Articul8 AI

Machine Learning Engineer - Data Pipeline

Reposted 15 Hours Ago

Dublin, CA

Mid level

Dublin, CA

Mid level

The Machine Learning Engineer will design and develop data processing pipelines, implement ML models, and lead data acquisition engineering projects.

The summary above was generated by AI

About us:

At Articul8 AI, we relentlessly pursue excellence and create exceptional AI products that exceed customer expectations. We are a team of dedicated individuals who take pride in our work and strive for greatness in every aspect of our business. We believe in using our advantages to make a positive impact on the world and inspiring others to do the same.

Job Description:

We are seeking machine learning engineers to join our team full-time. As part of your role, you will help us build pipelines of data collection, data extraction, data filtering/synthetic data generation and data analysis. You will own all work related to acquiring high-quality data to power the training of our domain-specific models end to end. You will work closely with other researchers and engineers to empower our next generation of domain-specific models. We value rapid prototyping, iterating, and shipping new systems quickly.

Required Qualifications:

BS/MS/PhD in Computer Science or a related field.

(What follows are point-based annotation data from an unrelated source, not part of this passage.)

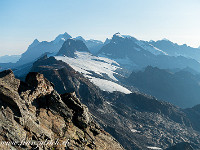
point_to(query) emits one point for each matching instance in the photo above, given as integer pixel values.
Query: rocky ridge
(32, 112)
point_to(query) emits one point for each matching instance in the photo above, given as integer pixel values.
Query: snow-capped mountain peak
(62, 37)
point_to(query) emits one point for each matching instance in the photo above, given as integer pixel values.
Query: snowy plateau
(97, 70)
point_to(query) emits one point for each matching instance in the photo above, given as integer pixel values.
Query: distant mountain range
(180, 88)
(9, 58)
(135, 54)
(145, 94)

Proficiency in at least one deep learning framework, such as PyTorch.

Experience in machine learning projects in text or vision, e.g., has trained machine learning models to tackle a specific problem.

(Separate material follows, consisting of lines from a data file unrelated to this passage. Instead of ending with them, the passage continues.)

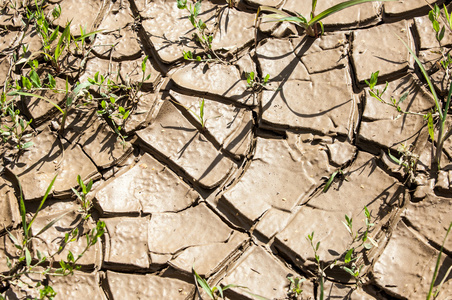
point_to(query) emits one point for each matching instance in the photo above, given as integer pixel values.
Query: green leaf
(424, 72)
(71, 97)
(52, 82)
(23, 212)
(143, 64)
(336, 8)
(435, 25)
(349, 271)
(26, 83)
(314, 4)
(349, 255)
(395, 159)
(126, 115)
(431, 126)
(440, 36)
(70, 257)
(50, 224)
(27, 145)
(27, 257)
(14, 93)
(197, 9)
(181, 4)
(49, 189)
(14, 240)
(201, 112)
(8, 262)
(54, 34)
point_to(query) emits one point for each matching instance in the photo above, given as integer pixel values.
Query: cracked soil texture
(223, 175)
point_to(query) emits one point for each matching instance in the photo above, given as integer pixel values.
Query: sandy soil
(236, 193)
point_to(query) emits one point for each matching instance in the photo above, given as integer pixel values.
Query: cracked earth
(236, 200)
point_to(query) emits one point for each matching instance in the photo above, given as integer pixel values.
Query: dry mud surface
(237, 199)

Strong expertise in large stateful distributed systems and data processing.

Strong proficiency in building large-scale data processing pipelines, familiar with distributed workload (e.g., multiprocessing, Ray, Docker, Kubernetes).

Proficiency in at least one programming language commonly used in machine learning, such as Python and ability to write clean, maintainable code.

Excellent problem-solving skills and attention to detail, especially when handling data anomalies and biases to further improve data quality.

Key Competencies

Active Github contributions are a big plus.

Experience in building large-scale datasets.

Familiar with at least one of the following tools for data crawling (e.g. Scrapy), data collection (e.g., VPNs, Selenium), data processing (e.g., Hadoop, Datasketch).

Building bespoke data processing libraries from scratch.

Keeping up with state-of-the-art techniques for preparing AI training data.

Organizing and meticulously bookkeeping data across multiple clouds, of multiple modalities, and from many sources.

Multilingual which contributes to enriching the language diversity crucial for robust model training.

Responsibilities:

Design and develop data processing pipelines, including data extraction, data filtering, data labeling, etc.

Implement machine learning models to improve the quality and diversity of data (especially in the data extraction stage), e.g., quality classifier, document layout model, code verification model, etc.

Own and lead engineering projects in the area of data acquisition, including web crawling, data ingestion, and processing.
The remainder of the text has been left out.